The OYEZ Project site has updated its patent content significantly over the past few months.  The oral arguments from most of the historical patent cases on the site are now available.

Listen to the Marshal of the Supreme Court open court proceedings here:  [Link].  Please consider supporting the OYEZ project:  [here].

I’ve recently been listening to the oral argument from the 1961 case of Aro Mfg. Co. v. Convertible Top Co. (Aro I) where the Court took exception to a “heart of the invention” analysis.  You can listen to the Aro I oral arguments here: [Part I], [Part 2].


For if anything is settled in the patent law, it is that the combination patent covers only the totality of the elements in the claim, and that no element, separately viewed, is within the grant. See the Mercoid cases, supra, 320 U.S. at 320 U. S. 667; 320 U.S. at 320 U. S. 684. [Footnote 10] The basic fallacy in respondent’s position is that it requires the ascribing to one element of the patented combination the status of patented invention in itself. Yet this Court has made it clear in the twoMercoid cases that there is no legally recognizable or protected “essential” element, “gist” or “heart” of the invention in a combination patent. In Mercoid Corp. v. Mid-Continent Co., supra, the Court said:

“That result may not be obviated in the present case by calling the combustion stoker switch the ‘heart of the invention’ or the ‘advance in the art.’ The patent is for a combination only. Since none of the separate elements of the combination is claimed as the invention, none of them, when dealt with separately, is protected by the patent monopoly.”

320 U.S. at 320 U. S. 667. And in Mercoid Corp. v.
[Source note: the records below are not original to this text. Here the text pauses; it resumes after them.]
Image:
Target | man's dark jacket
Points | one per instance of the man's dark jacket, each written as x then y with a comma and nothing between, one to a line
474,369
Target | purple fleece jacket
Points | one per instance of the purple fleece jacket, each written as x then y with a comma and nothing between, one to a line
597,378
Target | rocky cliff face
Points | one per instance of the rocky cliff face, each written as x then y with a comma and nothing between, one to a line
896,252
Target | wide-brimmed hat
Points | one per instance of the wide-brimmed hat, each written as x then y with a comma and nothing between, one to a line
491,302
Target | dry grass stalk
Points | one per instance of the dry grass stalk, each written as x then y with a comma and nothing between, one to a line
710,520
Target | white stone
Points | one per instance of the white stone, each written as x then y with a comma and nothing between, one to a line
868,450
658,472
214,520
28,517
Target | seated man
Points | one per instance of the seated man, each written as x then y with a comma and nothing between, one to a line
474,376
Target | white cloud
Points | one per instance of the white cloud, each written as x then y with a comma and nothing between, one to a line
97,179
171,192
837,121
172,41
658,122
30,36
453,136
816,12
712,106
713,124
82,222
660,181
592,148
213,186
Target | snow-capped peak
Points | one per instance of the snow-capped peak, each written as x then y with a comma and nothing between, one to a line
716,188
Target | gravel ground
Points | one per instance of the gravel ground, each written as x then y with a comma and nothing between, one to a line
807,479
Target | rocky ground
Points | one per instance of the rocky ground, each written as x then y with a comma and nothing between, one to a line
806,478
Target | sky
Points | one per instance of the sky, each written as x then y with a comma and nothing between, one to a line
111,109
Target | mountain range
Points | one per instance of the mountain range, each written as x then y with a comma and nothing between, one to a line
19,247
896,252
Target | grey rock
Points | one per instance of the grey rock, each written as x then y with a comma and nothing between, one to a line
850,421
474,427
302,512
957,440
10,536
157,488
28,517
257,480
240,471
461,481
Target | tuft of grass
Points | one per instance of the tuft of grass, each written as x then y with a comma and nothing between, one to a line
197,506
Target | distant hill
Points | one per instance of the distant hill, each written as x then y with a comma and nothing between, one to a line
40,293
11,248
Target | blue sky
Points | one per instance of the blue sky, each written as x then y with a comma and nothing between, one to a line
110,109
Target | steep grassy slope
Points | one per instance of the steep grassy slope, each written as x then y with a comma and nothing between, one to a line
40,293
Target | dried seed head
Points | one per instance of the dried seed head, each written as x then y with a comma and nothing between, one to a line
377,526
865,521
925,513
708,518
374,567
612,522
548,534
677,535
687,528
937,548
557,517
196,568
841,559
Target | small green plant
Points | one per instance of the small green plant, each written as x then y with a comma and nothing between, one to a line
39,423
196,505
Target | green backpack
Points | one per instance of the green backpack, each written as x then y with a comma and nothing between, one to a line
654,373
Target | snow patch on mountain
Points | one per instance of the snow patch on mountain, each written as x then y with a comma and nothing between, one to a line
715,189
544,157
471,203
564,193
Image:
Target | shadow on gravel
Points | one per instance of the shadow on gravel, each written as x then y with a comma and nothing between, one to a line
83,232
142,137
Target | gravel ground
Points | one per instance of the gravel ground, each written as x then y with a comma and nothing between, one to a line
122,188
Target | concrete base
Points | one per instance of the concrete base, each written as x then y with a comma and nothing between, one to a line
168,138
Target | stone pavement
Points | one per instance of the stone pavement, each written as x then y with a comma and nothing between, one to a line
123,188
Minneapolis-Honeywell Regulator Co., supra, the Court said:

“The fact that an unpatented part of a combination patent may distinguish the invention does not draw to it the privileges of a patent. That may be done only in the manner provided by law. However worthy it may be, however essential to the patent, an unpatented part of a combination patent is no more entitled to monopolistic protection than any other unpatented device.”

Aro Mfg. Co., Inc. v. Convertible Top Co., 365 U.S. 336, 344-45 (1961).